Au côté de Julien Le Pape (piano) et Anne-Cécile Cuniot (flûte), c'est Nathalie Forget qui est aux ondes, dialoguant avec la flûte dans une première Mélopée au profil modal, volontiers répétitive voire incantatoire. L'onde semble imiter les sons glissés des mélodies asiatiques dans la deuxième Mélopée un rien lancinante. La troisième introduit la percussion, une caisse claire frappée à mains nues par Florent Jodelet, base rythmique sur laquelle se déploient les lignes enlacées des ondes et de la flûte avec cette même propension à l'errance mélodique et aux répétitions. Des œuvres de jeunesse de Messiaen ont été choisies pour alterner avec celles de sa future épouse. La colombe et Chant d'extase dans un paysage triste sont extraites des huit Préludes (1928-29) pour piano du maître regardant encore vers Debussy et empreintes d'une douce mélancolie sous les doigts de Julien Le Pape. Le pianiste est en duo avec Anne-Cécile Cuniot dans Le Merle Noir, emblématique du style-oiseau de Messiaen, qui laisse apprécier la maîtrise du timbre et la belle conduite mélodique de la flûtiste.

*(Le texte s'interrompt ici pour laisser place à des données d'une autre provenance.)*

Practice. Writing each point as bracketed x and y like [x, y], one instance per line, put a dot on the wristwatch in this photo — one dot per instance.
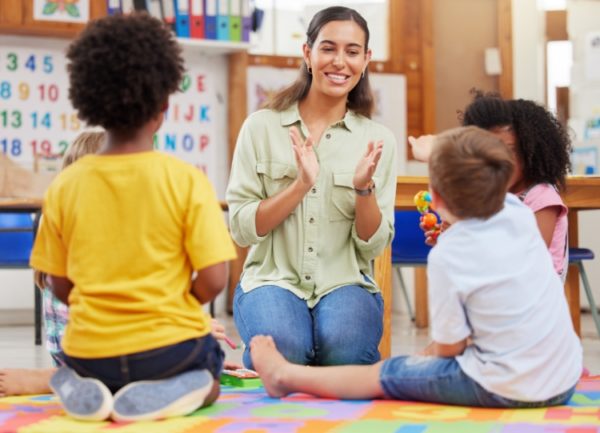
[367, 191]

Yvonne Loriot est encore l'élève de Messiaen lorsqu'elle écrit Grains de Cendre en 1946. Les huit mélodies pour soprano, piano et ondes Martenot semblent être une réponse à Harawi, chant d'amour et de mort, le cycle de Messiaen composé l'année précédente, tant à travers le texte que la musique, Comme pour Harawi, Grains de Cendre réclame une grande voix au registre étendu, souvent sollicitée dans sa puissance maximale. La soprano Angèle Chemin assume avec bravoure une écriture exigeante qui l'amène parfois aux limites de ses possibilités : temps long de la mélodie, souvent psalmodiée sur les accords du piano tandis que les ondes Martenot ajoutent leur contrechant : accords de couleur, canons rythmiques et autres rythmes non rétrogradables relèvent de la technique du maître. La partition témoigne de cet échange créatif entre les deux artistes qui, selon le spécialiste Peter Azimov, fonctionnait dans les deux sens ! Si Yvonne Loriod cesse de composer en 1951, elle n'en poursuit pas moins une activité d'une grande créativité qui s'exercera à part égale au sein de sa carrière d'interprète, de pédagogue et de compositrice « associée ».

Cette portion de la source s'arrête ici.